Altı senedir yaşadığım bu şehirde henüz bir senedir müzik yapıyorum. Yazmak bana daima keyif vermiştir fakat bunu henüz birkaç aydır başkalarıyla paylaşıyorum. Otuz yaşına girecek bir insan olarak bu sene nihayet istediğime emin olduğum bir bölümü okumaya hazırlanıyorum. Hayatımda ilk defa kim olduğumu biliyorum ve korkmadan insanların gözlerine bakabiliyorum. İlk defa hayattan beklediğim şeylerin gerçekleşebilmesi için gerçek anlamıyla çaba sarf ediyorum. Hayatıma neyin anlam verdiğini biliyorum; ne istediğimden, ne istemediğimden emin olduğum kadar eminim.
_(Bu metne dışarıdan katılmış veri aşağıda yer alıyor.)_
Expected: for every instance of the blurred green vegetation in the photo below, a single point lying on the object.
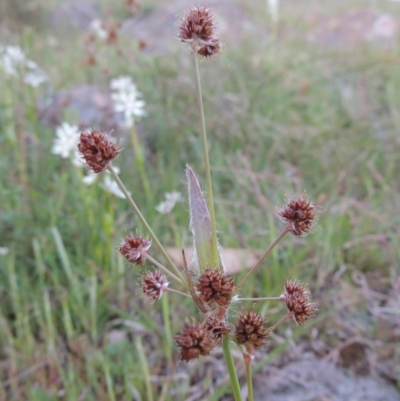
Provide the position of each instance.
(282, 118)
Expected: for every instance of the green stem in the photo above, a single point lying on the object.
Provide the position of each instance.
(163, 268)
(280, 298)
(203, 132)
(231, 369)
(263, 256)
(144, 222)
(167, 327)
(249, 379)
(145, 367)
(139, 157)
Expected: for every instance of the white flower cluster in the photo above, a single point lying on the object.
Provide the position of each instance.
(65, 145)
(14, 62)
(171, 198)
(127, 100)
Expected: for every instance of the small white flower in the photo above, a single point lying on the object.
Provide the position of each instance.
(127, 100)
(121, 84)
(66, 141)
(111, 186)
(171, 198)
(35, 78)
(97, 27)
(15, 63)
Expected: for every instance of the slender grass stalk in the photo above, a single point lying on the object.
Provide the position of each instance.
(109, 380)
(140, 164)
(250, 393)
(262, 299)
(93, 306)
(231, 368)
(203, 134)
(167, 326)
(145, 223)
(178, 292)
(263, 256)
(163, 268)
(145, 367)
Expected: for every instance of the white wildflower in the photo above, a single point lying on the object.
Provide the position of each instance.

Etrafım benim yaşımda olan ve iş güç anlamında hayatını düzene oturtmuş insanlarla dolu. Bazıları gerçekten mutlu, bazıları ise pişmanlıklarla dolu. Kimisi kararlarıma ve yaşanmışlıklarıma saygı duyuyor, kimisi kendini mutsuz eden yaşam tarzını bana diretmeye çalışıyor (çünkü kendine kanıtlayamadığı mutluluğu bana kanıtlamak istiyor).
Diyeceğim o ki, kim olduğunu en iyi bilen sensin. Hayatta seni mutlu eden şeyleri bulduktan sonra kaç yaşında olduğunun hiç önemi yok. Otuzuma değil de yüz otuzuma çeğrek kala bu mutluluğa erişmiş olsaydım yine de yaşadıklarımdan pişmanlık duymazdım. Zaman kaybetme kavramı bir yalandan ibaret, bunu kimse kendine söyletmemeli. „Z…“ sesini duyduğun anda vurmalı ağızlarına tokadı.
Kimsenin sana kendi doğrularını dayatmasına müsaade etme, kendi doğru bildiğinden şaşma.
Nereye gitmek istiyorsan git.
Nasıl yaşamak istiyorsan öyle yaşa.
Bu.
Senin.
Hayatın.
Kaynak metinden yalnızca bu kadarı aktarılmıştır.